The Department of the Navy's latest 30-year shipbuilding plan, submitted to Congress this month, calls for a fleet of 367 manned vessels by 2054, an ambitious target that defense analysts and industry executives say is disconnected from the capacity of America's shipbuilding industrial base.

The United States currently operates 289 battle force ships. To reach 367, the Navy would need to build an average of 12 to 13 ships per year while decommissioning older vessels on schedule. Current production averages roughly 8 to 9 ships per year, and multiple programs are running behind schedule.

The Capacity Problem

America's military shipbuilding capacity is concentrated in seven major shipyards operated by two companies: Huntington Ingalls Industries and General Dynamics. These yards are running at or near capacity, and workforce shortages are the binding constraint.

The shipbuilding workforce has contracted steadily since the end of the Cold War. The industry employed approximately 180,000 workers in the late 1980s; today, the number is closer to 95,000. Training a skilled shipbuilder (a welder, pipe fitter, or electrician qualified to work on nuclear-powered vessels) takes three to five years.

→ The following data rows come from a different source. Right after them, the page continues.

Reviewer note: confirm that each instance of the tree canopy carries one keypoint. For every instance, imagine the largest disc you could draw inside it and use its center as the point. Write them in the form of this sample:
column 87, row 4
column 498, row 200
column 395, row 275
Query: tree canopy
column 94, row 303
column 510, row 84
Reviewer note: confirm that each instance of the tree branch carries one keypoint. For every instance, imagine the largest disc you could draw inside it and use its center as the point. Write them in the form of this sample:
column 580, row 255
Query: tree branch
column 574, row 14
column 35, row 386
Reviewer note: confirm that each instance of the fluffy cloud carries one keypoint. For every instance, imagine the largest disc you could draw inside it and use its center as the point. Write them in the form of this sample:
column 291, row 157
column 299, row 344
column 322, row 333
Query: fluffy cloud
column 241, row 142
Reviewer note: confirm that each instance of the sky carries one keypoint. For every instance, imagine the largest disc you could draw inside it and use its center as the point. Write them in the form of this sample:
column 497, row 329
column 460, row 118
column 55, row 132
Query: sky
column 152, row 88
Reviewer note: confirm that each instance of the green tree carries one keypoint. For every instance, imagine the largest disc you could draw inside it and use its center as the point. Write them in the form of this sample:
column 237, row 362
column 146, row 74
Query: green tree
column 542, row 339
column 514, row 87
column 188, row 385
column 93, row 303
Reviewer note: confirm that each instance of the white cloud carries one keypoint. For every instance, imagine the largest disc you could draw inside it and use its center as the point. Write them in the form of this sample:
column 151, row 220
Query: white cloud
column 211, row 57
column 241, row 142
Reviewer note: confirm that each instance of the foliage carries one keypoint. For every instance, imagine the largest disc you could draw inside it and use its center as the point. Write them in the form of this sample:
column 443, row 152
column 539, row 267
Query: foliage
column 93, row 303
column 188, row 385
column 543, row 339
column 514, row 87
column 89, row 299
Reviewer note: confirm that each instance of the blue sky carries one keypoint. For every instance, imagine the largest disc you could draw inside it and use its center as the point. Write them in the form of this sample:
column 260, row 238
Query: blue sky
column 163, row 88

"You cannot surge a workforce that took 30 years to atrophy," said one senior defense industry executive who spoke on condition of anonymity to discuss sensitive planning assumptions. "You can appropriate the money tomorrow. You cannot appropriate the people."

Submarine Bottleneck

The most acute pressure point is the submarine industrial base. The Navy's plan calls for maintaining production of two Virginia-class attack submarines per year while simultaneously building Columbia-class ballistic missile submarines, the replacement for the aging Ohio class that carries roughly 70 percent of America's nuclear deterrent.

Both programs share key suppliers and, critically, compete for the same specialized workers. The result is a production schedule that the Government Accountability Office has repeatedly flagged as unrealistic. Virginia-class boats are currently being delivered 12 to 18 months late, and the Columbia program has limited margin for further delays.

Strategic Implications

The shipbuilding gap is not merely a procurement inconvenience. It is a strategic vulnerability.

China's naval shipbuilding capacity now exceeds America's by a factor of roughly 200 to 1 in terms of gross tonnage produced per year, according to a widely cited estimate from the Office of Naval Intelligence. While the comparison is imperfect (Chinese yards primarily build commercial vessels and smaller combatants), the underlying industrial capacity is real and, in a protracted conflict, could prove decisive.

The Pentagon's plan acknowledges these constraints but offers few concrete solutions beyond requesting additional funding for shipyard modernization. The real question is whether the United States is willing to make the long-term investments (in workforce development, shipyard infrastructure, and supply chain resilience) that a 367-ship navy would require.

Based on current trajectories, the honest answer is: probably not.